OK folks, here's part of what I promised. I took out all the tool from the third box in the photograph above and took individual pictures of everything. It looks like most of what's in this box is trim type planes. Sorry, I don't know exactly what to call them. Someone can clue me in to the correct nomenclature. There are a few braces, mallets, squares, wrenches, draw knife, etc. 

I tried to get as much detail of the planes, in terms of style and cut. If there was anything stamped on the end, I took a photo of that as well. Because photobucket is terrible and reversed the order of my shots, any pic of stamping on a plane pertains to the plane that follows in the next shot.

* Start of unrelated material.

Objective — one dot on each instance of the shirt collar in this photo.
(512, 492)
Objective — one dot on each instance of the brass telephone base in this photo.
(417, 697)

Zig, my grandfather, put a tag on most of them with the manufacturer and (maybe?) model number. Let me know if you want more detailed shots of any of them in particular. I'll work on getting pics of the rest another night.

The album -----> http://photobucket.com/zigtools


----------



## firemedic (Dec 26, 2010)

You've got some great tools there man!... It's a shame they won't be used 

Maybe someday you'll get the hankering to try em out!

...build n burn - live n learn...


----------



## dontcallitdirt (Mar 20, 2012)

You guys have actually got me thinking of maybe starting a little project to put a couple of these to use. I'm really not much of a carpenter, but I guess you're never to old to learn. A bluebird box comes to mind. I might have to seek out some of the other sub-forums to get some advice on where to start with that.


----------



## DannyBoy (Dec 5, 2011)

The one that jumps at me in the Stanley camfer plane. That is a fairly rare plane and depending on the iron and if all the parts are with it, could be worth anywhere from $200.00 to $700.00. Is there a second head for it to do beading/reeding work? Also some of the molding planes you have are intersting as well. I am with the other folks, learn how to use them and you will understand them more. They are tools and in working order are worth more as a legacy than as a collection. Put to work, even it is just to make little things around the house.


----------



## FarmerJim (Mar 22, 2012)

My G Granddad was a cabinetmaker trained in England. He came over when he was 21 and made a living doing trim work in big houses in the nearest city. A few years ago some of my cousins donated his tools to the historical museum in their town. Sure would have liked to have gotten my hands on those.


----------



## Gerry KIERNAN (Apr 20, 2007)

If you have a den or rec room tools like these would make a great display wall.

Gerry


----------